Iran deploys more fire power in the Persian Gulf naval patrols armed with more drones and precision missiles US responds with 3000 marines and sailors
Iran has beefed up its naval forces, arming them with additional drones and precision missiles with ranges up to 1,000 kilometers (620 miles), amid rising tensions with the US over shipping traffic through the world oil market’s most crucial bottleneck.
The Iran Revolutionary Guard Corps (IRGC) Navy officially took possession of the new gear at a ceremony on Saturday, state-run media outlets reported.
The systems include reconnaissance and combat drones, as well as electronic warfare equipment, truck-mounted missile launchers, and hundreds of cruise and ballistic missiles.
The announcement came after reports earlier this week that US military officials had drawn up unprecedented plans to place armed troops on commercial ships in the Strait of Hormuz.
Just last month, the Pentagon announced deployments of additional fighter jets and naval assets to the Persian Gulf region in response to “alarming events,” such as Iranian seizures of commercial vessels.
Brigadier General Abolfazi Shekarchi, a spokesman for the Iranian military, denounced Washington’s proposed deployment of troops on private ships. “What do the Persian Gulf, the Gulf of Oman and the Indian Ocean have to do with America?” he told Iran’s Tasnim news agency.

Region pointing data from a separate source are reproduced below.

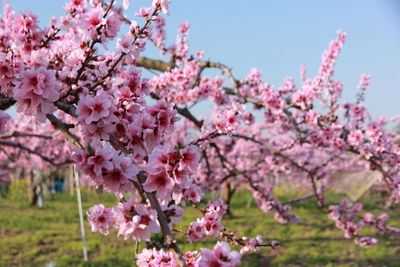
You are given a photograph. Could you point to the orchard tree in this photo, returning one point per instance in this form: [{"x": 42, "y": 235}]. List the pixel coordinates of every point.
[{"x": 138, "y": 138}]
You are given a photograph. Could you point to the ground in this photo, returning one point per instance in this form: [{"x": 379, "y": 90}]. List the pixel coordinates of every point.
[{"x": 32, "y": 236}]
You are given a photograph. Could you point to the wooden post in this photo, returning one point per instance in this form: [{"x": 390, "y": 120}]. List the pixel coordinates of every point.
[{"x": 78, "y": 195}]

“What is your business here?”
About 20% of the world’s oil supplies, or one third of all seaborne crude shipments, go through the Strait of Hormuz, the narrow passage that connects the Persian Gulf to the Gulf of Oman and the Arabian Sea. Tehran typically accuses the operators of detained ships of shipping violations, such as oil smuggling. Some of the vessels have only been released after other countries free detained Iranian tankers.
The new missiles give the IRGC Navy better accuracy and longer range than it previously had available, commander Alireza Tangsiri said. “The cruise missiles can attack several targets simultaneously, and the commands can be altered after takeoff,” he added.
On Monday, the Pentagon announced deployment of 3000 marines and sailors aboard two ships the USS Bataan and the USS Carter Hall to the Gulf in response, to “deter” Iranian forces.
The US Navy’s 5th Fleet announced that more than 3,000 marines and sailors had arrived in the Red Sea aboard an amphibious assault ship and a dock landing vessel the day before.
“These units add significant operational flexibility and capability as we work alongside international partners to deter destabilizing activity and deescalate regional tensions caused by Iran’s harassment and seizures of merchant vessels earlier this year,” 5th Fleet spokesman Commander Tim Hawkins told The Hill in a statement.
A US Navy sailor stands watch on an amphibious assault ship during a transit through the Suez Canal, August 6, 2023. © US Marine Corps / Cpl. Nayelly Nieves-Nieves
The amphibious assault ship sent in the latest deployment, the USS Bataan, also carried additional air assets, the Navy added. Though it did not specify the systems on board, the military said that the ship can carry more than two dozen rotary-wing and fixed-wing aircraft, including the Osprey tilt-rotor aircraft and AV-8B Harrier attack jets, in addition to a number of landing craft.
The smaller USS Carter Hall, a docking ship, will act as a support vessel for operations involving landings or amphibious attacks.
According to US Central Command, Defense Secretary Lloyd Austin ordered the move in July “in response to recent attempts by Iran to seize commercial ships” in the region. Though Washington has repeatedly accused the Islamic Republic of such seizures since 2019, the allegations have become louder in recent months, with the Pentagon announcing several new deployments in that time.
In mid-July, the US Defense Department said it would send F-35 and F-16 fighter jets to the Middle East alongside a guided-missile destroyer to “defend US interests and safeguard freedom of navigation,” citing Iran’s “destabilizing”activities in the Strait of Hormuz.
The Iranian Revolutionary Guard’s military equipment in a drill on Abu Musa Island in the Persian Gulf, August 2, 2023 © Sepahnews via AP
This followed another naval deployment earlier this year, while Washington is now reportedly considering whether to station armed personnel aboard commercial ships to prevent Iranian seizures.
Iran has repeatedly condemned the US for “warmongering” and escalating tensions with its regular military activity around the Persian Gulf. Following another encounter with a commercial ship accused of smuggling last month, Iranian Rear Admiral Ramazan Zirrahi claimed US warplanes tried to help the ship escape, but were unsuccessful.
US-Iran tensions have risen since Washington pulled out of the Iran nuclear deal in 2018. Efforts to revive the agreement, known officially as the Joint Comprehensive Plan of Action (JCPOA), have failed, despite the change in US leadership when Joe Biden succeeded Donald Trump as president in January 2021.